Ia juga bergabung dengan Serikat Islam yang dimotori oleh H.O.S Cokroaminoto. Organisasi dan partai pergerakan terbesar di zaman sebelum kemerdekaan.

“Dalam Sarekat Islam, Abdoel Moeis memperlihatkan kepintarannya. Otaknya cerdas. Ia sangat pandai berdebat. Namanya jadi masyhur. Ia pandai berpidato, hampir sama dengan Tjokroaminoto. Dalam pidatonya, Moeis menganjurkan agar rakyat berjuang untuk mencapai Indonesia merdeka,” tulis buku biografinya Abdoel Moeis (1980) hal.23

Selain jadi anggota SI, ia juga anggota Indische Partij.
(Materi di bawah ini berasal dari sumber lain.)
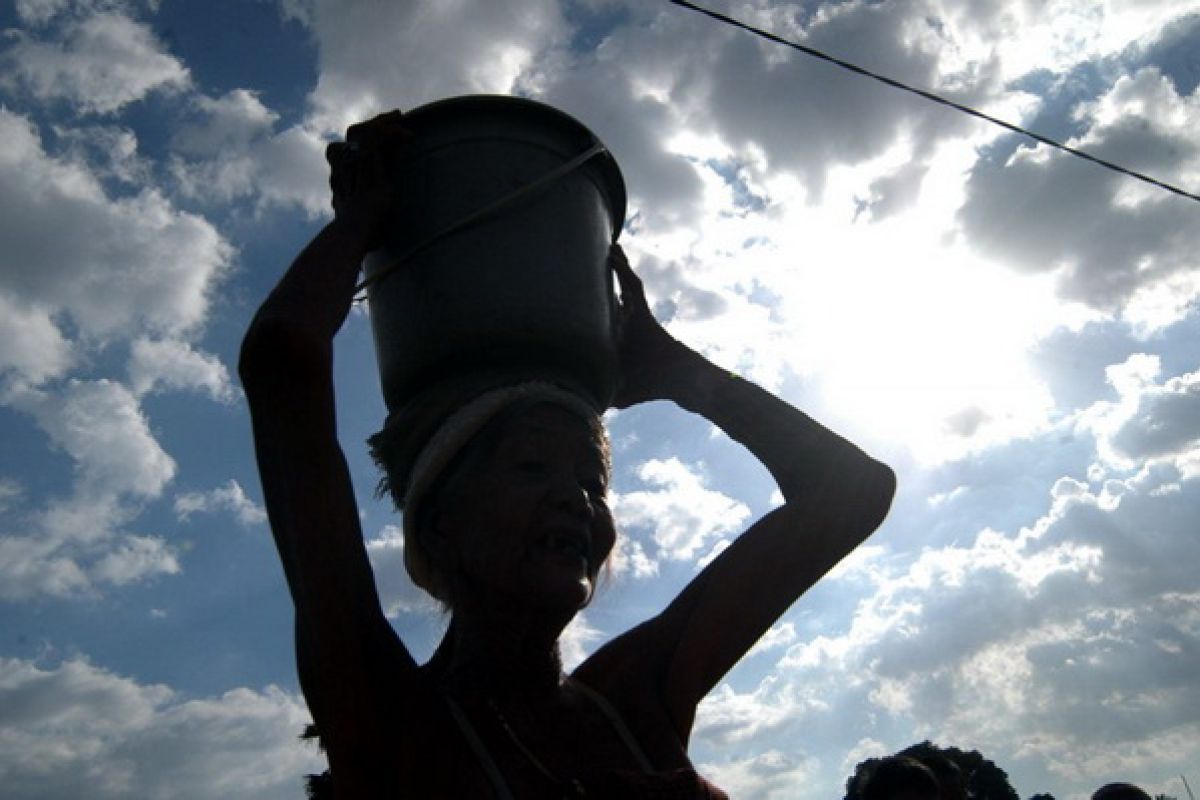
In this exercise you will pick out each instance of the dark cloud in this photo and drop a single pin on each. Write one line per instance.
(1167, 421)
(1051, 212)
Waktu itu orang diperbolehkan untuk masuk lebih dari satu organisasi atau lebih dari satu partai. Indische Partij sendiri dipimpin Douwes Dekker.

Bersama dengan tokoh lainnya, ia terus berjuang menentang penjajah Belanda dan memperjuangkan kemerdekaan Indonesia lewat perundingan politik.

Tulisan dan pidatonya yang keras membuat merah kuping Belanda.

Pada tahun 1926, ia dijatuhi hukuman oleh pemerintah Belanda. Ia harus diasingkan ke Garut, Jawa Barat dan tak lagi bisa berpolitik.

Di kota inilah, Abdoel Moeis menyelesaikan novel berjudul “Salah Asuhan” yang jadi salah satu karya besar miliknya.

Novel ini hingga kini jadi salah satu rujukan penting novel Indonesia tentang kehidupan warga Indonesia ketika berjumpa dengan modernitas dan budaya barat. 

Abdoel Moeis meninggal dunia di usia 76 tahun pada 17 Juni 1959 di Bandung, setelah menghabiskan lebih dari setengah hidupnya untuk perjuangan kemerdekaan.

Jenazahnya dimakamkan di TMP Cikutra, Bandung.